Strike Three, By Ben Wrixon

Before he died, the last time I spoke to my father we were broiling underneath the August sun in section 126 at the old ballpark. All the covered seats at the diamond had sold out, but, despite knowing we’d inevitably get sunburnt, my father had insisted we celebrate my eighteenth birthday with a baseball game. I still have the foul ball he caught me; it’s front and centre in my memorabilia display. However, a decade later, what I really remember from that afternoon is being sweat-soaked and furious when My Team lost.

Now, my father is gone, but Opening Day is here again. I’m on the clock counting down the minutes until the first pitch of the season. Bringing that baseball he caught for me to work has become a personal tradition: it reminds me of simpler times, of days from my childhood when we would drive my mother crazy by pacing around the living room during intense duels between pitchers and batters. When my shift finally ends around six, I sprint to my car, holding my lucky baseball like I’m stealing second base. 

I wonder if Dad ever did this? I ask myself.

He always liked watching the sport, but what he loved was taking the train into town, scarfing down two footlong hotdogs, and drinking piss-water beer. None of that superficial stuff brings me enjoyment unless My Team wins. We always used to fight whenever they lost because I’d get into a foul mood regardless of how much fun we’d had. A few hours after he caught the foul ball on that scorching August afternoon, I blew up on him because he started using his therapist language on me. Watching My Team lose in extra innings had me in no frame of mind to be lectured about “black-and-white” thinking or “catastrophizing.” I was so angry at his condescension that I almost threw the ball in the trash.

When I get home from work, the ball is right there on my mantle. I sweep my negative thoughts aside and park my butt on the couch in the room Abigail calls my ‘mancave,’ then turn on the game just in time to catch the team introductions—not that I don’t know every player already. It’s quite a boring game until the sixth inning when My Team’s best hitter crushes a huge home run with two runners on base.

“FINALLY!” I scream.

Eventually, Abigail comes downstairs asking me to lower the TV volume; I tell her the score, brimming with excitement.
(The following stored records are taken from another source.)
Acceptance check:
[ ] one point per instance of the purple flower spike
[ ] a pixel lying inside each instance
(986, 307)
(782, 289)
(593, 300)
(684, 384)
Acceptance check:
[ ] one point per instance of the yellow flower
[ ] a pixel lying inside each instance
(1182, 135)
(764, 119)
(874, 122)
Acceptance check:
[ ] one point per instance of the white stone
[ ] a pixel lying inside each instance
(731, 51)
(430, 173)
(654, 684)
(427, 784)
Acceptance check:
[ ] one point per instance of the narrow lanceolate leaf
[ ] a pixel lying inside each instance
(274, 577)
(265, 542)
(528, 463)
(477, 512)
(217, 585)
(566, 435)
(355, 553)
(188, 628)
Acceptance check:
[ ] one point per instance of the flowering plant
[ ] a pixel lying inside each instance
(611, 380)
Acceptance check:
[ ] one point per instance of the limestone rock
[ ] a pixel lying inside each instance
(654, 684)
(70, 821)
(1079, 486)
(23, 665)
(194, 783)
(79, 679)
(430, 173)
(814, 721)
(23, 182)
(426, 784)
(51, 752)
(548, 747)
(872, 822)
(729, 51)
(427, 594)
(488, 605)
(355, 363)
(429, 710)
Her smile is tentative. She watches a few pitches with her hand on my shoulder, then goes back upstairs to bed.

When we win the game, I hop on Instagram to relive it all. The official MLB account posted about how well we did. They made a cool edit of the home run where the bat looks like a lightsaber. After watching that several times, I read through some analysis written by fan accounts before finally joining Abigail in our bedroom.

She’s already dozing off under the covers. Our bedside clock reads eleven-thirty; I must have lost track of time scrolling. I brush my teeth, undress, then climb into bed with my wonderful girlfriend. She’s warm. I don’t mind that she doesn’t nuzzle her head into my chest tonight—it’s late, and she’s on call at the hospital tomorrow, after all.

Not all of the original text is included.